We know. And he knows. Because at 36 years old and having just survived a pandemic that far too many did not, Moore does find himself looking at life a little different than before.
“Yeah, I guess I’m looking at the bigger picture more now than ever before,” says Moore, who hints that he just might have another album ‘ready to go’ after this one. “I know that I listen to music differently today than a year ago today. There is no doubt, you can tell where an artist is in their life if you dive into any album deep enough. Those songs that are on there, they were all conscious decisions to be put on there.”
And just as consciously, Moore packs Straight Outta The Country with some road-worthy showstoppers, such as the nineties-tinged “She Ain’t Mine No More” (another possible Moore/Paul DiGiovanni/Jamie Paulin/Jeremy Stover penned smash) and the Sarah Buxton electrified “You Keep Getting Me Drunk.”
“I’ve been saying this since I moved to Nashville in 2002, [Sarah Buxton] is my favorite voice in Nashville that I have heard in that time frame,” he says. “She is not only a great lead singer, but an incredible harmony vocalist.”
But frankly, Buxton has never enjoyed the spotlight of a Justin Moore.
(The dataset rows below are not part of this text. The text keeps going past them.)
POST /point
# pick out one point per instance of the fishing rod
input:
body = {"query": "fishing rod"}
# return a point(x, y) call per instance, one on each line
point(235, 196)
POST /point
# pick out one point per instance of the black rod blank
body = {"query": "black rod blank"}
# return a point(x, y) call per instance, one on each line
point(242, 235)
And for that, Moore shakes his head.
“I have a lot of friends in Nashville that are a lot more talented than me that haven’t experienced the success that we have,” he says in a somewhat subdued manner. “I’ve been very fortunate. In my opinion, it’s about not deviating much from what you set out to do. I mean, we’ve tried different things here and there, but we’ve never gonna off the rails sort of speak. Stick to your guns, no matter what.”